Brand awareness is a crucial element in Yingli’s marketing strategy and the FIFA World CupTM is the perfect stage for it. “Our visibility as a sponsor is a tremendous driver for our brand awareness, especially in emerging solar markets in Latin America,” explains Kimball. “Importantly, our customers have told us that our sponsorship helps build awareness for solar energy in general, as our perimeter boards and advertisements read Yingli Solar, and much of our messaging is geared towards education concerning renewable energy.” The strategy seems to be paying off. “During the FIFA Confederations Cup this past June, the volume of inbound sales leads grew exponentially, which led to an increase in sales across the Latin American region,” Desentis adds.

Commercial, residential, and utilities are the company’s three main markets. Regarding the utility market, the size of Yingli’s operations is its biggest advantage. It has 2.45GW of nameplate manufacturing capacity and, according to Desentis, can provide the volume of modules required by large-scale projects on schedule. He also points out that the size advantage works to the company’s benefit in the commercial and residential market segments. “The fact that we have both local inventory and a dedicated local team are key differentiators from our competitors in the region. This has helped us build a deeper understanding of the local market, and given us the ability to respond quickly to changing market dynamics,” claims Desentis. Being the largest PV module manufacturer in the world allows Yingli to reduce costs, increase quality controls, bring new products to market more swiftly, and offer more competitive prices.

In order to clear up any doubts the client might have concerning the quality of the panels, the company performs rigorous in-house testing and has a comprehensive research and development strategy. Yingli also works with leading suppliers of key components such as backsheets, for which DuPont is a primary supplier, and tests new products and prototypes at three different R&D labs located around the world. If any doubts still remain regarding Yingli’s quality, its clients are offered the opportunity to visit its PV Testing Lab in San Francisco and its factories in China. Technical support is also a crucial element in providing customer’s satisfaction. “If a Mexican client was to ever experience an issue, they could send the products to our regional PV Testing Lab in California for support. This allows for a much faster turn-around time than would take place if claims were processed in China,” Kimball points out.

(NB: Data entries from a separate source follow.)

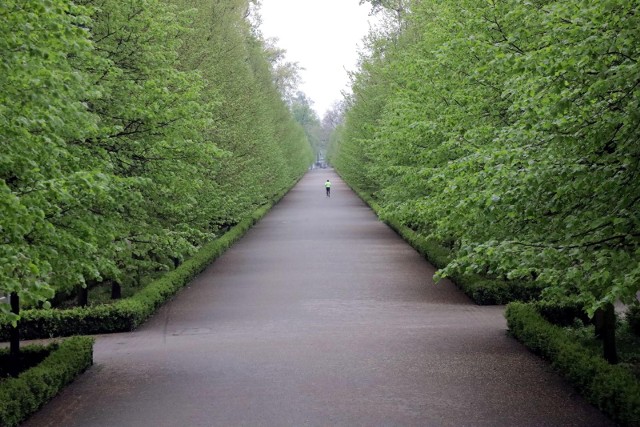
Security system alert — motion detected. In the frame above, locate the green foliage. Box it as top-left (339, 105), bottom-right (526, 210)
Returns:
top-left (0, 191), bottom-right (285, 339)
top-left (0, 337), bottom-right (93, 427)
top-left (331, 0), bottom-right (640, 314)
top-left (0, 0), bottom-right (312, 321)
top-left (506, 303), bottom-right (640, 426)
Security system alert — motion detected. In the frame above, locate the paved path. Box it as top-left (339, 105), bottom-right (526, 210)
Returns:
top-left (25, 170), bottom-right (611, 427)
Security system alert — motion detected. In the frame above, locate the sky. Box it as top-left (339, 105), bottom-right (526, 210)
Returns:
top-left (260, 0), bottom-right (370, 118)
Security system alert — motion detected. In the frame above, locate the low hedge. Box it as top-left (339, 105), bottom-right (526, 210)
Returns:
top-left (0, 184), bottom-right (286, 341)
top-left (505, 302), bottom-right (640, 426)
top-left (0, 337), bottom-right (93, 427)
top-left (338, 179), bottom-right (544, 305)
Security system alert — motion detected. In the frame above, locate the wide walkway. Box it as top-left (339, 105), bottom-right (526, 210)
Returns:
top-left (25, 170), bottom-right (611, 427)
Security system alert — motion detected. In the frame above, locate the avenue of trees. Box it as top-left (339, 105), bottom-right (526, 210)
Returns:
top-left (330, 0), bottom-right (640, 336)
top-left (0, 0), bottom-right (313, 316)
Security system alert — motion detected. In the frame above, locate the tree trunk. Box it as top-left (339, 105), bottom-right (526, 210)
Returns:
top-left (593, 304), bottom-right (618, 365)
top-left (9, 292), bottom-right (20, 377)
top-left (78, 284), bottom-right (89, 307)
top-left (111, 280), bottom-right (122, 299)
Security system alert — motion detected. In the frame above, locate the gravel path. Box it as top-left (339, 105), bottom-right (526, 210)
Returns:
top-left (25, 170), bottom-right (613, 427)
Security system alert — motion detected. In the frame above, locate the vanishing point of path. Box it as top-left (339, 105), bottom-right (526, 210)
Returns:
top-left (25, 170), bottom-right (612, 427)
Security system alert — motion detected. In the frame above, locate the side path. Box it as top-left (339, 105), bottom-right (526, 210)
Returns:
top-left (25, 170), bottom-right (612, 427)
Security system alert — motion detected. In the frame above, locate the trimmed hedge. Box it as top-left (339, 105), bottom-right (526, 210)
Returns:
top-left (505, 302), bottom-right (640, 426)
top-left (0, 337), bottom-right (93, 427)
top-left (0, 183), bottom-right (287, 341)
top-left (338, 179), bottom-right (544, 305)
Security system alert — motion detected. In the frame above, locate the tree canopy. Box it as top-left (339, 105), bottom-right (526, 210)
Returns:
top-left (0, 0), bottom-right (313, 320)
top-left (331, 0), bottom-right (640, 313)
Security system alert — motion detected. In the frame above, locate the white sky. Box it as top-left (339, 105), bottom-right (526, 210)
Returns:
top-left (260, 0), bottom-right (370, 119)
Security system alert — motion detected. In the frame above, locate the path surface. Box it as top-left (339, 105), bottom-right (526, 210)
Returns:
top-left (25, 170), bottom-right (612, 427)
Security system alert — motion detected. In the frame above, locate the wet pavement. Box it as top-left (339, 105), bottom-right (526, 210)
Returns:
top-left (24, 170), bottom-right (613, 427)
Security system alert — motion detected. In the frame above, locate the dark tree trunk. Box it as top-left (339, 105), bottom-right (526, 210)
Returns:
top-left (593, 304), bottom-right (618, 365)
top-left (9, 292), bottom-right (20, 377)
top-left (171, 257), bottom-right (180, 268)
top-left (78, 285), bottom-right (89, 307)
top-left (111, 280), bottom-right (122, 299)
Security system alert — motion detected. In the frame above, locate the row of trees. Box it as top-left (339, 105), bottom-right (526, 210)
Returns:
top-left (0, 0), bottom-right (313, 320)
top-left (331, 0), bottom-right (640, 342)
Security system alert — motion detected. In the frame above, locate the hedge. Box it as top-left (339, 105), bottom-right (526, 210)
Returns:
top-left (0, 337), bottom-right (93, 427)
top-left (626, 303), bottom-right (640, 336)
top-left (505, 302), bottom-right (640, 426)
top-left (342, 179), bottom-right (544, 305)
top-left (0, 181), bottom-right (287, 341)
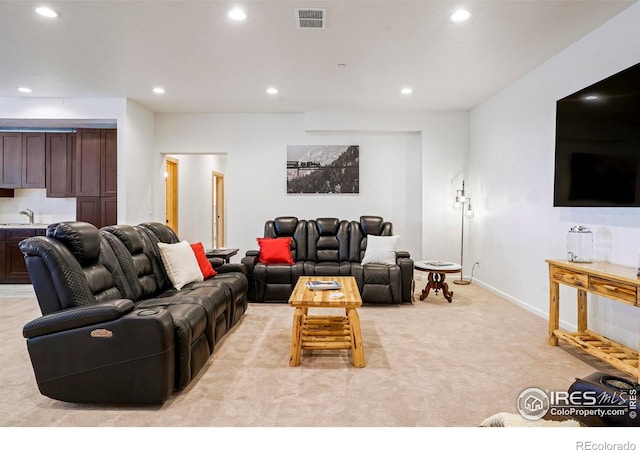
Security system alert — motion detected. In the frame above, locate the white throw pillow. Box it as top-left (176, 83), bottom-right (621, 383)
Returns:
top-left (361, 234), bottom-right (400, 265)
top-left (158, 241), bottom-right (204, 290)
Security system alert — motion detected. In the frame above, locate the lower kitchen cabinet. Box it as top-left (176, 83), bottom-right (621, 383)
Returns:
top-left (0, 228), bottom-right (46, 284)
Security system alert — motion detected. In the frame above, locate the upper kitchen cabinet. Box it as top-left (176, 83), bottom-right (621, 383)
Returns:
top-left (75, 129), bottom-right (101, 197)
top-left (100, 129), bottom-right (118, 197)
top-left (45, 133), bottom-right (76, 198)
top-left (0, 133), bottom-right (22, 188)
top-left (0, 132), bottom-right (45, 189)
top-left (75, 129), bottom-right (118, 228)
top-left (22, 133), bottom-right (46, 188)
top-left (75, 129), bottom-right (118, 197)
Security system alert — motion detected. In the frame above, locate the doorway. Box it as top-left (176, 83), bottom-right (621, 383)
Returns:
top-left (164, 156), bottom-right (178, 234)
top-left (211, 171), bottom-right (224, 248)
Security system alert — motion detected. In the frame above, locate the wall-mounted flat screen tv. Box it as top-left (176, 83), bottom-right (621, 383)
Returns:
top-left (553, 63), bottom-right (640, 207)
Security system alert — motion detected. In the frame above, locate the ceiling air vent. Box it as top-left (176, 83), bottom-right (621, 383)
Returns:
top-left (296, 8), bottom-right (326, 28)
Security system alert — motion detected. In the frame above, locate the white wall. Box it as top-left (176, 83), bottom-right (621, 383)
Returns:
top-left (466, 4), bottom-right (640, 348)
top-left (156, 112), bottom-right (468, 259)
top-left (118, 100), bottom-right (158, 224)
top-left (167, 154), bottom-right (227, 248)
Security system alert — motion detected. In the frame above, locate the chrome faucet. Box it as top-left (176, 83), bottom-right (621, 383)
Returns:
top-left (20, 209), bottom-right (33, 225)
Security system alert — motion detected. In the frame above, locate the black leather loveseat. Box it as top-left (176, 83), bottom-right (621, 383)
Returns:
top-left (242, 216), bottom-right (413, 304)
top-left (19, 222), bottom-right (248, 404)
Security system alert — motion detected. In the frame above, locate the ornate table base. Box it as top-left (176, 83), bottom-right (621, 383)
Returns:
top-left (414, 261), bottom-right (462, 303)
top-left (420, 272), bottom-right (453, 303)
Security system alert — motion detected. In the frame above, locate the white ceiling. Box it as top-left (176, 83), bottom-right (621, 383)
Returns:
top-left (0, 0), bottom-right (635, 112)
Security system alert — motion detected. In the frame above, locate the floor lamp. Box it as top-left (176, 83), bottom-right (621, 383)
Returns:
top-left (453, 180), bottom-right (473, 284)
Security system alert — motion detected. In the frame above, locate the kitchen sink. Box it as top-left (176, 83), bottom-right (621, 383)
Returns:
top-left (0, 222), bottom-right (48, 227)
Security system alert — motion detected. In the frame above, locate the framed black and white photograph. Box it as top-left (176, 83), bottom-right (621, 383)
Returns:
top-left (287, 145), bottom-right (360, 194)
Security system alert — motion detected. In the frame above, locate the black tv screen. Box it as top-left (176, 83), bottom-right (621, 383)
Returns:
top-left (553, 63), bottom-right (640, 207)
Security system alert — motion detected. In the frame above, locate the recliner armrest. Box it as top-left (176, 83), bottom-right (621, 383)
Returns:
top-left (22, 299), bottom-right (133, 338)
top-left (214, 263), bottom-right (247, 275)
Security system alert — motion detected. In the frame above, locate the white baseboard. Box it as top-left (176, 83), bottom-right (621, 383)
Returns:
top-left (473, 278), bottom-right (577, 330)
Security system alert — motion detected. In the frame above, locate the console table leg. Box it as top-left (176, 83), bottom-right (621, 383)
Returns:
top-left (347, 308), bottom-right (365, 367)
top-left (289, 308), bottom-right (304, 367)
top-left (578, 289), bottom-right (587, 331)
top-left (548, 277), bottom-right (560, 346)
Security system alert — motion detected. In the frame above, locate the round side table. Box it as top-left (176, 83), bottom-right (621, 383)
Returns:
top-left (414, 261), bottom-right (462, 303)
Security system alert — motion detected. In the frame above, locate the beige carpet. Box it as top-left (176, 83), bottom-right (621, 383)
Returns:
top-left (0, 273), bottom-right (624, 427)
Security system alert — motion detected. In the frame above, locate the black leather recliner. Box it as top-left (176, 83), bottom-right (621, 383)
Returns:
top-left (19, 222), bottom-right (247, 404)
top-left (242, 216), bottom-right (413, 304)
top-left (242, 217), bottom-right (307, 301)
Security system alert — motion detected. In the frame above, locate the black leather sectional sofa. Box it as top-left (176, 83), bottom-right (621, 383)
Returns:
top-left (242, 216), bottom-right (413, 304)
top-left (19, 222), bottom-right (248, 404)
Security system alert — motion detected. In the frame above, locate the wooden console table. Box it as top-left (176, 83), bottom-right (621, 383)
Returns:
top-left (546, 260), bottom-right (640, 382)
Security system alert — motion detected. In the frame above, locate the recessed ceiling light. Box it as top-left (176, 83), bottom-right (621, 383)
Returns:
top-left (449, 9), bottom-right (471, 22)
top-left (229, 8), bottom-right (247, 21)
top-left (36, 6), bottom-right (60, 19)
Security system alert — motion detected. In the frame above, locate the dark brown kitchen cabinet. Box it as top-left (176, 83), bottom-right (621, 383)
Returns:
top-left (76, 197), bottom-right (102, 228)
top-left (75, 129), bottom-right (102, 197)
top-left (0, 229), bottom-right (6, 280)
top-left (75, 129), bottom-right (118, 228)
top-left (45, 133), bottom-right (76, 198)
top-left (100, 197), bottom-right (118, 227)
top-left (0, 228), bottom-right (46, 284)
top-left (21, 133), bottom-right (46, 188)
top-left (0, 133), bottom-right (45, 189)
top-left (100, 130), bottom-right (118, 197)
top-left (0, 133), bottom-right (22, 189)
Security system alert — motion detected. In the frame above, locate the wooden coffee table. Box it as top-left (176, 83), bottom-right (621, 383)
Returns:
top-left (289, 276), bottom-right (365, 367)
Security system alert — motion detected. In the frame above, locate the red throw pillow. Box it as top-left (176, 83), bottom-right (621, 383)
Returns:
top-left (256, 237), bottom-right (293, 264)
top-left (191, 242), bottom-right (218, 280)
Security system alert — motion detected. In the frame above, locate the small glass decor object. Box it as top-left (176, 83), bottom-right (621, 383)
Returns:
top-left (567, 225), bottom-right (593, 263)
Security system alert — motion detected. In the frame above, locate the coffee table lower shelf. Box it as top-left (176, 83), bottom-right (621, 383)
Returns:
top-left (553, 330), bottom-right (640, 381)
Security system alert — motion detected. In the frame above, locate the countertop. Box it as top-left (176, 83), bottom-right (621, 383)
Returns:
top-left (0, 223), bottom-right (49, 228)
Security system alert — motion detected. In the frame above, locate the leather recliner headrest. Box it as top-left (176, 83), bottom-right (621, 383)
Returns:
top-left (103, 225), bottom-right (142, 255)
top-left (140, 222), bottom-right (180, 244)
top-left (47, 222), bottom-right (100, 267)
top-left (273, 217), bottom-right (298, 236)
top-left (360, 216), bottom-right (384, 236)
top-left (316, 217), bottom-right (340, 236)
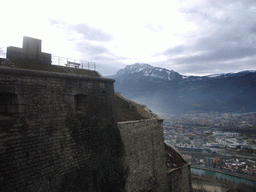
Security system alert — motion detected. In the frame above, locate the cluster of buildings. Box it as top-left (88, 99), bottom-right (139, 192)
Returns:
top-left (206, 131), bottom-right (252, 149)
top-left (191, 155), bottom-right (256, 176)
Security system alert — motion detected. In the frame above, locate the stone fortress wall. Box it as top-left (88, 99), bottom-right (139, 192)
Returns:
top-left (0, 36), bottom-right (190, 192)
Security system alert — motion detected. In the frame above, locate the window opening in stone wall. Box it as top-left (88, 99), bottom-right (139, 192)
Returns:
top-left (75, 94), bottom-right (88, 111)
top-left (0, 92), bottom-right (19, 116)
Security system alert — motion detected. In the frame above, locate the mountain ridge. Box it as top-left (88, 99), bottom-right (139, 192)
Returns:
top-left (108, 63), bottom-right (256, 114)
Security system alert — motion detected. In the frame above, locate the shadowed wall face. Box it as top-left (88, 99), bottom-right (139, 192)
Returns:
top-left (0, 69), bottom-right (126, 192)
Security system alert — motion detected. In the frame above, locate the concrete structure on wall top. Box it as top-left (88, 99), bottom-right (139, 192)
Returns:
top-left (0, 37), bottom-right (191, 192)
top-left (7, 36), bottom-right (51, 64)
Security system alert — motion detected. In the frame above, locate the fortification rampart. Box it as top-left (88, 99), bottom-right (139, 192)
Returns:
top-left (0, 37), bottom-right (190, 192)
top-left (0, 64), bottom-right (172, 191)
top-left (118, 119), bottom-right (168, 192)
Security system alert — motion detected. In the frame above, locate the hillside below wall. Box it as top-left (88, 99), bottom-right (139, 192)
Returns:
top-left (118, 119), bottom-right (168, 192)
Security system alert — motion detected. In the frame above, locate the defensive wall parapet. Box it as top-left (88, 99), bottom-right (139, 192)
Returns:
top-left (118, 119), bottom-right (168, 192)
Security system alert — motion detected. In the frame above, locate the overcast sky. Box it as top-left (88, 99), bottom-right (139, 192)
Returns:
top-left (0, 0), bottom-right (256, 75)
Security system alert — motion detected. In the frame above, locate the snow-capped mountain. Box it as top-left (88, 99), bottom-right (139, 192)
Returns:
top-left (108, 63), bottom-right (256, 114)
top-left (116, 63), bottom-right (182, 80)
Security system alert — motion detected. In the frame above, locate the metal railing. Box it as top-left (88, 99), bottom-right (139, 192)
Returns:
top-left (52, 56), bottom-right (96, 71)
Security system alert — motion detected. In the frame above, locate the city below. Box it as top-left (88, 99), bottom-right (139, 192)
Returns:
top-left (160, 113), bottom-right (256, 180)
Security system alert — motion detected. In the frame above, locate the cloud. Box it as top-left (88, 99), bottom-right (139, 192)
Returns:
top-left (145, 22), bottom-right (163, 32)
top-left (159, 1), bottom-right (256, 74)
top-left (69, 24), bottom-right (112, 42)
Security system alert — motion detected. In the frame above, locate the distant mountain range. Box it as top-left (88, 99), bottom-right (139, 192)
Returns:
top-left (108, 63), bottom-right (256, 114)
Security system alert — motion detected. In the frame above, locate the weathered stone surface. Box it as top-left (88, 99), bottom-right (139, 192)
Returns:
top-left (0, 64), bottom-right (190, 192)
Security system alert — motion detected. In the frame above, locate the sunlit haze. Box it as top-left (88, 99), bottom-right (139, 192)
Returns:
top-left (0, 0), bottom-right (256, 75)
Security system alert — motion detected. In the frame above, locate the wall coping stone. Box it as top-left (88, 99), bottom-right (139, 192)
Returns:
top-left (0, 67), bottom-right (115, 83)
top-left (117, 118), bottom-right (164, 125)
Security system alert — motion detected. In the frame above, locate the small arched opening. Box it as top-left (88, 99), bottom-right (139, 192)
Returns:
top-left (0, 92), bottom-right (19, 117)
top-left (75, 94), bottom-right (88, 112)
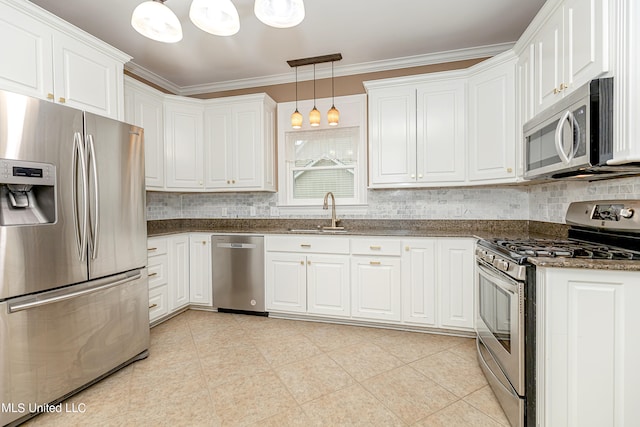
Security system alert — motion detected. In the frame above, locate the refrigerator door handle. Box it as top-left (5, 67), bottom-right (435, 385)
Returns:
top-left (8, 271), bottom-right (142, 313)
top-left (87, 134), bottom-right (100, 259)
top-left (71, 132), bottom-right (89, 261)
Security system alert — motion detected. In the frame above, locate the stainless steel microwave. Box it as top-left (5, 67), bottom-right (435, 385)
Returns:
top-left (523, 78), bottom-right (616, 179)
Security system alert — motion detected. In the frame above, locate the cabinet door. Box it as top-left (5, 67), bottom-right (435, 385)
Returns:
top-left (204, 105), bottom-right (233, 189)
top-left (534, 9), bottom-right (564, 113)
top-left (125, 84), bottom-right (164, 189)
top-left (167, 234), bottom-right (189, 311)
top-left (437, 239), bottom-right (475, 330)
top-left (307, 255), bottom-right (351, 317)
top-left (564, 0), bottom-right (609, 89)
top-left (369, 86), bottom-right (416, 186)
top-left (164, 102), bottom-right (204, 190)
top-left (416, 79), bottom-right (466, 182)
top-left (402, 239), bottom-right (437, 326)
top-left (469, 53), bottom-right (517, 182)
top-left (189, 233), bottom-right (213, 306)
top-left (265, 252), bottom-right (307, 313)
top-left (0, 4), bottom-right (53, 99)
top-left (536, 268), bottom-right (640, 427)
top-left (351, 257), bottom-right (401, 322)
top-left (229, 102), bottom-right (264, 188)
top-left (53, 33), bottom-right (123, 120)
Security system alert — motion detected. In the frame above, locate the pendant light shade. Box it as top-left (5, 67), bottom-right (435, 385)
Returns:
top-left (291, 67), bottom-right (303, 129)
top-left (291, 107), bottom-right (303, 129)
top-left (253, 0), bottom-right (304, 28)
top-left (131, 0), bottom-right (182, 43)
top-left (309, 64), bottom-right (320, 127)
top-left (189, 0), bottom-right (240, 36)
top-left (327, 61), bottom-right (340, 126)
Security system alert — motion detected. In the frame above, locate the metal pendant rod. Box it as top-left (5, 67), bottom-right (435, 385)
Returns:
top-left (287, 53), bottom-right (342, 68)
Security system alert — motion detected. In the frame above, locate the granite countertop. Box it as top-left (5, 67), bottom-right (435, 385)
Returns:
top-left (147, 218), bottom-right (640, 271)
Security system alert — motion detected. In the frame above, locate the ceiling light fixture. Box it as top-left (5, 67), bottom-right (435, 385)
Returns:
top-left (309, 64), bottom-right (320, 127)
top-left (287, 53), bottom-right (342, 129)
top-left (189, 0), bottom-right (240, 36)
top-left (131, 0), bottom-right (304, 43)
top-left (327, 61), bottom-right (340, 126)
top-left (131, 0), bottom-right (182, 43)
top-left (291, 67), bottom-right (303, 129)
top-left (253, 0), bottom-right (304, 28)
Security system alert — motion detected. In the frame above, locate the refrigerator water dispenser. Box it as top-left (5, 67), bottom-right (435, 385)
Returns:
top-left (0, 159), bottom-right (56, 226)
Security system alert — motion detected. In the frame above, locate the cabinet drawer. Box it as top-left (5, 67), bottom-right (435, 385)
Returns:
top-left (266, 235), bottom-right (349, 254)
top-left (149, 285), bottom-right (169, 322)
top-left (147, 255), bottom-right (169, 289)
top-left (147, 237), bottom-right (168, 257)
top-left (351, 238), bottom-right (402, 256)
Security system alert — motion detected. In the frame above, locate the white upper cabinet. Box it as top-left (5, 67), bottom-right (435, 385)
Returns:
top-left (533, 0), bottom-right (609, 112)
top-left (467, 51), bottom-right (518, 183)
top-left (368, 86), bottom-right (416, 187)
top-left (204, 94), bottom-right (276, 191)
top-left (164, 96), bottom-right (204, 190)
top-left (416, 79), bottom-right (466, 182)
top-left (0, 0), bottom-right (131, 119)
top-left (124, 77), bottom-right (164, 190)
top-left (365, 72), bottom-right (466, 188)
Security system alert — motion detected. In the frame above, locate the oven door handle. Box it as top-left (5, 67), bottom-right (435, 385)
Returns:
top-left (477, 261), bottom-right (520, 295)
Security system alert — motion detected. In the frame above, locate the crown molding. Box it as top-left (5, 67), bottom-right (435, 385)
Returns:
top-left (125, 42), bottom-right (514, 96)
top-left (124, 61), bottom-right (182, 95)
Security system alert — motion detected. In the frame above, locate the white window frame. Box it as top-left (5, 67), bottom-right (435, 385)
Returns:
top-left (278, 94), bottom-right (368, 214)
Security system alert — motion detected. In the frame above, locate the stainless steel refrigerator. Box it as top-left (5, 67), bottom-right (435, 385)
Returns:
top-left (0, 91), bottom-right (149, 425)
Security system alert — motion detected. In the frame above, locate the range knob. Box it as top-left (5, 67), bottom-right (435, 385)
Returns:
top-left (493, 259), bottom-right (509, 271)
top-left (482, 251), bottom-right (495, 263)
top-left (620, 208), bottom-right (634, 218)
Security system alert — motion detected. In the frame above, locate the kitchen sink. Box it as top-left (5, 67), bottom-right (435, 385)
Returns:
top-left (287, 227), bottom-right (347, 234)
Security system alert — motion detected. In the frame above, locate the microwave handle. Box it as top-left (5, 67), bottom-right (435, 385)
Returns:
top-left (556, 111), bottom-right (576, 164)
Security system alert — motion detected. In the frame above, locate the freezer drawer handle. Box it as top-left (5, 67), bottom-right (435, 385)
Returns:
top-left (216, 243), bottom-right (256, 249)
top-left (9, 273), bottom-right (142, 313)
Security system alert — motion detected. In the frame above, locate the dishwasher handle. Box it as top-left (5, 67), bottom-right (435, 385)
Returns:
top-left (216, 243), bottom-right (256, 249)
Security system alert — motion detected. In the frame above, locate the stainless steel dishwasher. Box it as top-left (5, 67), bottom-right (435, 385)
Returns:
top-left (211, 234), bottom-right (267, 315)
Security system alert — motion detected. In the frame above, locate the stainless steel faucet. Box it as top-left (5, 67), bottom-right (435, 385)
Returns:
top-left (322, 191), bottom-right (344, 230)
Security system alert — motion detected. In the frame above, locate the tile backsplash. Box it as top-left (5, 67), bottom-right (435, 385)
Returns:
top-left (147, 177), bottom-right (640, 223)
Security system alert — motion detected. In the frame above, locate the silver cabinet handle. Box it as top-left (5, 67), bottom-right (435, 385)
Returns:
top-left (71, 132), bottom-right (89, 261)
top-left (87, 135), bottom-right (100, 259)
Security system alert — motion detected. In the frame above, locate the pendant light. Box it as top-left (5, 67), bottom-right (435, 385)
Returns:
top-left (309, 64), bottom-right (320, 127)
top-left (189, 0), bottom-right (240, 36)
top-left (327, 61), bottom-right (340, 126)
top-left (291, 67), bottom-right (302, 129)
top-left (253, 0), bottom-right (304, 28)
top-left (131, 0), bottom-right (182, 43)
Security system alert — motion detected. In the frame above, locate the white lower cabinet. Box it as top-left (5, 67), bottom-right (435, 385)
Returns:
top-left (402, 239), bottom-right (437, 326)
top-left (351, 256), bottom-right (402, 322)
top-left (265, 235), bottom-right (475, 332)
top-left (536, 268), bottom-right (640, 427)
top-left (307, 255), bottom-right (351, 317)
top-left (189, 233), bottom-right (213, 307)
top-left (437, 238), bottom-right (475, 330)
top-left (147, 237), bottom-right (169, 323)
top-left (167, 234), bottom-right (189, 311)
top-left (265, 236), bottom-right (350, 317)
top-left (265, 252), bottom-right (307, 313)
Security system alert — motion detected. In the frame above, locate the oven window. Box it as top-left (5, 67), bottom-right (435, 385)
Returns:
top-left (479, 275), bottom-right (512, 353)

As the company moves forward in the Mexican solar market, some challenges remain. “The main issues we are currently looking at are on the policy side,” says Kimball. “We have to ensure that when the solar market develops, the right policies are in place for the sector to grow. Currently in Mexico, there is no policy for private companies to become deeply involved in the sector: the government is taking the leading role. We applaud the government’s virtual net metering policy, the goal to install 2GW of solar by 2025, and the plan to reduce greenhouse gas emissions by 30% before 2020. Nevertheless, we hope that policy developments that are more supportive of the market’s growth will take place.” In order to maintain its leading position, Yingli aims to continue providing affordable green energy and continue growing in the Latin American market. In Mexico, the company looks to grab 15% of the market share within one or two years, as well as to participate in many of the nation’s upcoming milestone projects.